Over those five or six days we read from our work, debated (everything from choice of night club to the demerits of the British Empire), answered audience questions, laughed, met loads of interesting people, clubbed, and gorged on Norwegian food. Our hosts spoiled us, and one of the highlights of Oslo for me was going with Chika into Alexandros, the Greek restaurant opposite our hotel, in search of new delicacies to conquer.
Then there was the ‘Afrikansk Kyllinggryle' on the menu of the House of Literature's café. It was of course an instant hit with ‘the Africans'; for me it was perhaps the only item on the menu that my African stomach juices welcomed without equivocation. It was also in Oslo that I got introduced to "ice wine", intoxicating as it is sweet.
It was November, so the weather was cold and wet all the time, a world away from the September day of my 2008 visit, when the sun still managed to shine. The rain cut short the sightseeing trip that Andreas, Chika, Ama and I made to the Vigeland Sculpture Park, one of Oslo's most famous tourist attractions. We retired to the Park café for pastry and chocolate, and listened to Aidoo tell stories of her encounters with Christopher Okigbo and Chinua Achebe in the early 1960s.

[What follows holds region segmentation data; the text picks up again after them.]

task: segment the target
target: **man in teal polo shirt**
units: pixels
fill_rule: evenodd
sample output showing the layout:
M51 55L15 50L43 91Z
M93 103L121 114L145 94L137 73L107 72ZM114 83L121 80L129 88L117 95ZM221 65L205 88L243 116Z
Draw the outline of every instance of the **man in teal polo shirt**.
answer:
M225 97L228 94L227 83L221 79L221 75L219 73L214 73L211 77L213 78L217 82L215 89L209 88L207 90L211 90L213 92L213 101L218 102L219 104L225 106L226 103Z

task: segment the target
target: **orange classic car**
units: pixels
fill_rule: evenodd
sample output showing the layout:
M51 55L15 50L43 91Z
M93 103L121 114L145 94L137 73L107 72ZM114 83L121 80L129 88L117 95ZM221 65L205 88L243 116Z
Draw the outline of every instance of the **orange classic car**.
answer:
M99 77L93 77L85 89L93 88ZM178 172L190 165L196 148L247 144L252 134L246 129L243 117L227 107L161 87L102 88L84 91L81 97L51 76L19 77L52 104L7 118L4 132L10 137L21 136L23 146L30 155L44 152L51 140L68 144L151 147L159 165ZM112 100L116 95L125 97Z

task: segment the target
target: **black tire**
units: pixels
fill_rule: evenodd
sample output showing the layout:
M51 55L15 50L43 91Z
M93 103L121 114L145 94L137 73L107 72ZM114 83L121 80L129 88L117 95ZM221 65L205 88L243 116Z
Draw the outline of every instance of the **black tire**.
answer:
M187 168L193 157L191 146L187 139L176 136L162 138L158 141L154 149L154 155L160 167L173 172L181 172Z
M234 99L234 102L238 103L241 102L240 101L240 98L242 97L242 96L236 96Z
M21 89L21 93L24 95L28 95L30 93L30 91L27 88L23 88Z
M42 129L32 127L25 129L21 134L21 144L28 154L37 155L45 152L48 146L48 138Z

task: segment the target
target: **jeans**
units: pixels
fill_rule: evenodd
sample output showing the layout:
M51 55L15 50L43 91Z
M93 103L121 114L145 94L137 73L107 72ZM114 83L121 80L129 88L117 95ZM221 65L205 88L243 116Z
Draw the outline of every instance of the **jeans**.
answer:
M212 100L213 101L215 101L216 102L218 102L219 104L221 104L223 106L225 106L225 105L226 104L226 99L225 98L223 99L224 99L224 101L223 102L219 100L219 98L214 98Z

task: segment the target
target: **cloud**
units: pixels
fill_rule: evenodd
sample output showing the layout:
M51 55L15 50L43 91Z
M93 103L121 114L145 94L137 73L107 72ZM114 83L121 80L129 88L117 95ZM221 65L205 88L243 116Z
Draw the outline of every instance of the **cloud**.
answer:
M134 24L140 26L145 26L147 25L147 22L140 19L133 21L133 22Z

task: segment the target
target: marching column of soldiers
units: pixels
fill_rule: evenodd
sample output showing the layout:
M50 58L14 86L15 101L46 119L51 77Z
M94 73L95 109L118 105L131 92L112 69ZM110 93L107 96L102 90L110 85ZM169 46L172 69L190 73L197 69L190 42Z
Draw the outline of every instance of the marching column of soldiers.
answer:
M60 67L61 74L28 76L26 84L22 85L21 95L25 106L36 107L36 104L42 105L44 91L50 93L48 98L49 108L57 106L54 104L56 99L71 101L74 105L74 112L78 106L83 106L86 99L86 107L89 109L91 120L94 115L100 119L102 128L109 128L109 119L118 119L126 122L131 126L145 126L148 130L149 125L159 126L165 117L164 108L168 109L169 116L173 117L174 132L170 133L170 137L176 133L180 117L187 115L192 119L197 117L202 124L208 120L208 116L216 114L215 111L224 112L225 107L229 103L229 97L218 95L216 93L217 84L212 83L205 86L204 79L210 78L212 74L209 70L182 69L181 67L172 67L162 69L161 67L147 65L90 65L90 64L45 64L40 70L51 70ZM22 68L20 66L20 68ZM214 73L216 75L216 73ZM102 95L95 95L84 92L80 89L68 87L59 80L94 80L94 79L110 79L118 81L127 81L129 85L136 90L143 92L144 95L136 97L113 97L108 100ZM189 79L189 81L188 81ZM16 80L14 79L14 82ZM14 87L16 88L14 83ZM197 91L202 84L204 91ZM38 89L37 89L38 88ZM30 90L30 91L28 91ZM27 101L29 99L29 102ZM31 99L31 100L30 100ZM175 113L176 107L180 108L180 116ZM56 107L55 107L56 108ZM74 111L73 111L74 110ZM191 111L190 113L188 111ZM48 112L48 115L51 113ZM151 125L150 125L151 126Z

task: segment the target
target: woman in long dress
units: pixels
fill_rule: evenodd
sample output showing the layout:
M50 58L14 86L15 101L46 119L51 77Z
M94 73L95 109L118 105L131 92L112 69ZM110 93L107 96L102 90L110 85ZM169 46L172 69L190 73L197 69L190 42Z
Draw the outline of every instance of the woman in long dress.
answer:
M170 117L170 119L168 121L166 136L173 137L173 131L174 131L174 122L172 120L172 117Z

Very quickly I made my own map of the city center, Karl Johans gate, the City's Main Street, along which Norway's most famous literary export, the 19th century playwright and poet Henrik Ibsen, regularly took a stroll. With Chika or on my own I made a series of window-shopping expeditions, getting lost in the winding streets of the shopping precincts. The night before I left I got a sketch made of myself by a street artist who told me he was originally from the old Soviet Union, and tried to guess where in Africa I was from. In his sketch he "dressed" me as an African warrior - with skirt and spear; the ‘heart of darkness' meeting the heart of Coldness.
I left the hotel at four o'clock the next morning. In the taxi on the way to the airport, I listened to Alain Mabanckou tell the most interesting stories (he translated Uzodinma Iweala's Beasts of No Nation into French), as the relentless Oslo rain drummed a goodbye rhythm on the roof.
Ogunlesi was in Oslo, Norway between the 15th and 22nd of November, 2009 for the African Literature Week organised by the Oslo House of Literature.